What do I want to say about Lolita? What is safe to say about this book? My first reaction to the book was shock and disgust, but I kept reading, simply because it’s Nabokov. As I continued reading, I couldn’t put the book down. The genius of this book and of Nabokov is that he is able to capture the mentality of a sick and disgusting man on the pages of this book. Much like and actor must take on the character in his role, I imagine that it must have taken some real work to write this book and not go insane. What many people do not understand about this book is that it is about obsession and psychological power.
Humbert is a troubled man. He is consumed with unexplainable feelings for this girl Anabelle, who he loved as a boy, and had his first sexual relationship with. Anabelle dies, and he is left with a feeling of depression and loss, that he carries throughout his life. He meets Dolores, or Lolita, and he feels she is his angel, the one being that seems to surpass all around her. These kinds of characters are common in all great literature. That one thing we strive to reach or perfect, but it always manages to slip through our fingers.
That is what Nabokov was doing here. It is not a love story at all. When you reach the end of the book, as the reader you should understand that Nabokov meant for this book to be like that, a tale of misfortune and tragedy. Love did not put Humbert in the situation he was in with Lolita, it was his obsession with her that did. He hurt her, and many others throughout the book. In the end, his obsession with her ruins both their lives, which is why I think Nabokov meant for this to be a tragedy. This was a wonderful book that lets you explore the thinking and mindset of a man that is clearly mentally disturbed.
Do I think this book is for everyone; No. That is a solid no. I think that only because I have spent years reading authors like Nabokov, Hemingway, Kerouac, Faulkner, and Woolf, that I am able to read this as a neutral reader, or unbiased to cultural directive.

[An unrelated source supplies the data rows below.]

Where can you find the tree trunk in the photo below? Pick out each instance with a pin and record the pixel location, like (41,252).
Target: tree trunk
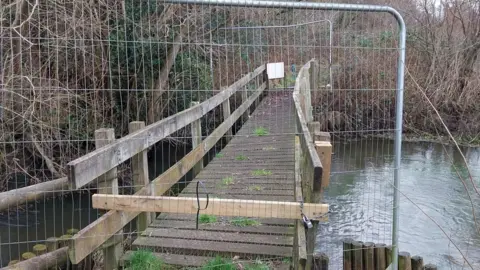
(155,111)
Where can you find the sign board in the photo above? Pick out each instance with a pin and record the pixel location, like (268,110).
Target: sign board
(276,70)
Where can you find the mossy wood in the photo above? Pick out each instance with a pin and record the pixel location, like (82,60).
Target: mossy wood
(222,207)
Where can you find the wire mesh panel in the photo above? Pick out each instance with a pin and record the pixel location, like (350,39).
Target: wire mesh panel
(177,94)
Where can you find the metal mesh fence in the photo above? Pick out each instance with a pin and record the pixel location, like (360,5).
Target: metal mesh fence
(70,68)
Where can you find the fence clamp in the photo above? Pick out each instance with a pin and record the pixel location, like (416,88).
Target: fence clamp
(306,221)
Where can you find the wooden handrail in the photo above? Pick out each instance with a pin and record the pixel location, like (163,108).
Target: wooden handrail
(87,168)
(303,105)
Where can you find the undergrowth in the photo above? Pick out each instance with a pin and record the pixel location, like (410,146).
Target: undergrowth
(206,219)
(145,260)
(261,172)
(244,222)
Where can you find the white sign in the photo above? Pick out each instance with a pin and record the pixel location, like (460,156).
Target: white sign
(275,70)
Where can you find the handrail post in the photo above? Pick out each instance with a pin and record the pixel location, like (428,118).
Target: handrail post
(108,184)
(140,176)
(314,69)
(196,127)
(244,95)
(226,111)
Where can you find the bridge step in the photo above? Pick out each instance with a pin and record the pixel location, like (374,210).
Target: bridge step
(245,238)
(182,224)
(173,259)
(217,246)
(188,260)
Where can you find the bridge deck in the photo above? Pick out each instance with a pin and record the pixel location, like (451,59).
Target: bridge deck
(231,175)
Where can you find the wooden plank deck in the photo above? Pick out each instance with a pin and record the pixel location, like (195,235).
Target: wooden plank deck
(231,175)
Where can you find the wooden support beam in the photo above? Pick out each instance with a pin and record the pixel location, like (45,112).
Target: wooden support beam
(324,151)
(85,169)
(97,232)
(244,95)
(218,207)
(140,176)
(357,255)
(368,256)
(196,128)
(380,257)
(300,249)
(226,114)
(417,263)
(109,185)
(404,261)
(348,254)
(307,145)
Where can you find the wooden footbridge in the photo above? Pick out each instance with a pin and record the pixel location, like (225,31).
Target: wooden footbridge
(260,186)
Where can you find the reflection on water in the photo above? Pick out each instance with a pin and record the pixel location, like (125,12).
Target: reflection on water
(361,194)
(20,231)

I started Wide Sargasso Sea, by Jean Rhys, which I got at this wonderful little bookshop in Frankfort yesterday. I actually almost didn’t go, for fear of driving alone, but the need to see my best friend Sheila surpassed the fear of driving so far alone. I listened to some good music and ate a lot of junk food on the way, but I made it. We had breakfast at Cracker-barrel, talked about her book, and about life. She, Doug (her funny hubby), and I even got a free tarot reading from her gypsy daughter Devin. I am on love with her cats, Segar and Duchess. They are both fatties and so above it all, and I loved them instantly. It was a wonderful use of 8 hours in PTO. We were actually so engrossed in our time, that we forgot to take a picture together, I was upset about that. I did get a picture of Sheila by herself though. This will have to hold me over until I get to see her again in June, IN FLORIDA!!!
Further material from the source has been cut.